INGREDIENTI
(dosi per 30 pezzi circa):
  • 200 g. di farina 00
  • Un uovo
  • 40 g. di burro
  • 50 g. di zucchero semolato
  • Un cucchiaio di liquore a piacere
  • Un limone
  • ½ bustina di lievito per dolci
  • Olio di arachidi per friggere q.b.
  • Per guarnire:
  • Zucchero semolato o a velo q.b.

CASTAGNOLE


Versare in una ciotola lo zucchero, l’uovo, il burro ammorbidito a temperatura ambiente, il liquore, la scorza grattugiata del limone e mescolare per amalgamare bene tutti gli ingredienti.

Aggiungere poco alla volta la farina ed impastare quindi con le mani fino ad ottenere un composto morbido ed omogeneo.

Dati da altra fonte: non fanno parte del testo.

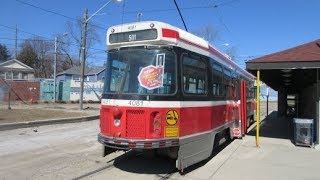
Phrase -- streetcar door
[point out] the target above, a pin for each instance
(243, 107)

Formare un panetto, avvolgerlo con della pellicola da cucina, trasferirlo su un piattino e lasciarlo riposare per 30 minuti.

Trascorso questo tempo, riprendere l’impasto, rovesciarlo sul piano di lavoro e, con l’apposito tarocco od un coltello affilato, dividerlo in 6-7 parti; lavorare e stendere con le mani ognuna di queste parti fino ad ottenere dei bastoncini di circa 2 centimetri di spessore; tagliarli quindi in piccoli pezzetti da arrotolare tra i palmi delle mani fino a formare delle palline della grandezza all'incirca di una ciliegia.

Friggerle in un pentolino dai bordi alti con abbondante olio caldo, poche alla volta e a fuoco moderato, per 2-3 minuti, rigirandole spesso per avere una doratura omogenea (si gonfieranno un po’).

Prelevare le Castagnole con l’apposita schiumarola e posarle su alcuni fogli di carta assorbente da cucina per farne assorbire l’olio in eccesso.

Passarle quindi ancora calde nello zucchero semolato e trasferirle su un piatto di portata. In alternativa allo zucchero semolato, una volta raffreddate, spolverizzarle con dello zucchero a velo fatto cadere a pioggia da un colino.



N.B.:
In alternativa (o anche in aggiunta), la scorza grattugiata del limone può essere sostituita con quella di un’arancia; il burro può essere sostituito con 30 g. di olio di semi o di oliva (purché delicato). Tra i liquori da aggiungere all'impasto sono ottimi, ad esempio, il Rum, la Strega, il Cointreau od il Limoncello.

Se non si possiede l’apposito termometro, per sapere quando l’olio raggiunge la giusta temperatura per friggere basta immergervi il manico di un mestolo di legno (o, in alternativa, uno stecchino): quando attorno si formeranno delle bollicine l’olio è pronto. Per evitare che le Castagnole si aprano in cottura e che si formi durante la frittura una fastidiosa schiuma, avere l’accortezza di immergere pochi pezzi alla volta.